I have a simple problem with Python, but would need it to be solved in less than a minute.
I have two 1D numpy arrays, x1 and x2 which can have different sizes, but count around 300,000 -> 500,000 elements. There is no repetition, values are not necessarily sorted.
x2 represents a transformed x1 array (so x1 is before, x2 is after).
First, I can obtain which elements were "inserted" (I) or "discarded" (D), or even staying (S) between the two steps.
I = list(set(x2) - set(x1))
D = list(set(x1) - set(x2))
S = list(set(x1) & set(x2))
Now, I would like to get a "transition" (T) array which give me the change in index of the elements between the two steps.
Let me give an example:
x1 = [3,5,2,6]
x2 = [1,6,5,3,7]
We have S=[3,5,6], I=[1,7], D=[2]
Here, we have for each x1 element:
- for 3: it goes from index 0 in x1 to 3 in x2 ->
3
- for 5: it goes from index 1 in x1 to 2 in x2 ->
2
- for 2: it gets discarded ->
nan
- for 6: it goes from index 3 in x1 to 1 in x2 ->
1
So I would like T to be [3, 2, nan, 1]
(associated with I = [1,7]
, I have all the information I actually need.
My first (simple) idea was to do:
T = []
for i in range(len(x1)):
for j in range(len(x2)):
if x1[i] == x2[j]:
transition[i] = j
break
However, the time to solve that is very large. So what I am looking for is a time-efficient way of creating this "transition array", and also to know how such thing is called in a more formal way.
Can anybody help me?
CodePudding user response:
There are array functions like np.unique
, np.argsort
, np.isin
, np.in1d
that can be used to test for set like operations. I believe there are some other related set
functions.
But a basic way of comparing arrays is with an outer '==':
In [60]: x1 = [3,5,2,6]; x2 = [1,6,5,3,7]

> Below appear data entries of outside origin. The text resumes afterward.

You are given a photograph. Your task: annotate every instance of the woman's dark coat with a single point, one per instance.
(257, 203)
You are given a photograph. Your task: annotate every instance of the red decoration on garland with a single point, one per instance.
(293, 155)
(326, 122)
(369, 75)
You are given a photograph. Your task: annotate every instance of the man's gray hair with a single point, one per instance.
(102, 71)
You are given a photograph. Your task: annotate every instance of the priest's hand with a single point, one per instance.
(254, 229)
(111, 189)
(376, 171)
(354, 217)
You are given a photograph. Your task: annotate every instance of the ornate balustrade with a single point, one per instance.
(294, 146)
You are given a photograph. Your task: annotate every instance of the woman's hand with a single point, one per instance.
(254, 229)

In [61]: np.array(x1)[:,None]==np.array(x2)
Out[61]:
array([[False, False, False, True, False],
[False, False, True, False, False],
[False, False, False, False, False],
[False, True, False, False, False]])
Going down the rows, 0,1,3 have one True, 2 has none. That looks like your T
.
Going across columns, 0 and 4 are all False. That's your I
.
In [62]: Out[61].any(axis=1)
Out[62]: array([ True, True, False, True])
In [63]: np.array(x1)[Out[61].any(axis=1)]
Out[63]: array([3, 5, 6])
In [64]: np.array(x2)[Out[61].any(axis=0)]
Out[64]: array([6, 5, 3])
In [65]: np.array(x2)[~Out[61].any(axis=0)]
Out[65]: array([1, 7])
CodePudding user response:
Thank you for your answer. Based on this, I wrote this script that gives T and I.
import numpy as np
import random
N = 350000
x1 = np.array(random.sample(range(N), int(N)))
x2 = np.array(random.sample(range(N), int(N)))
M = x1[:,None]==x2
r = np.argwhere(M)
T = np.nan * np.ones(x1.shape)
T[r[:,0]] = r[:,1]
I = np.where(np.isnan(T))[0]
This is more efficient, but still takes around 6 minutes for this to run. Is there anything I should do to accelerate this?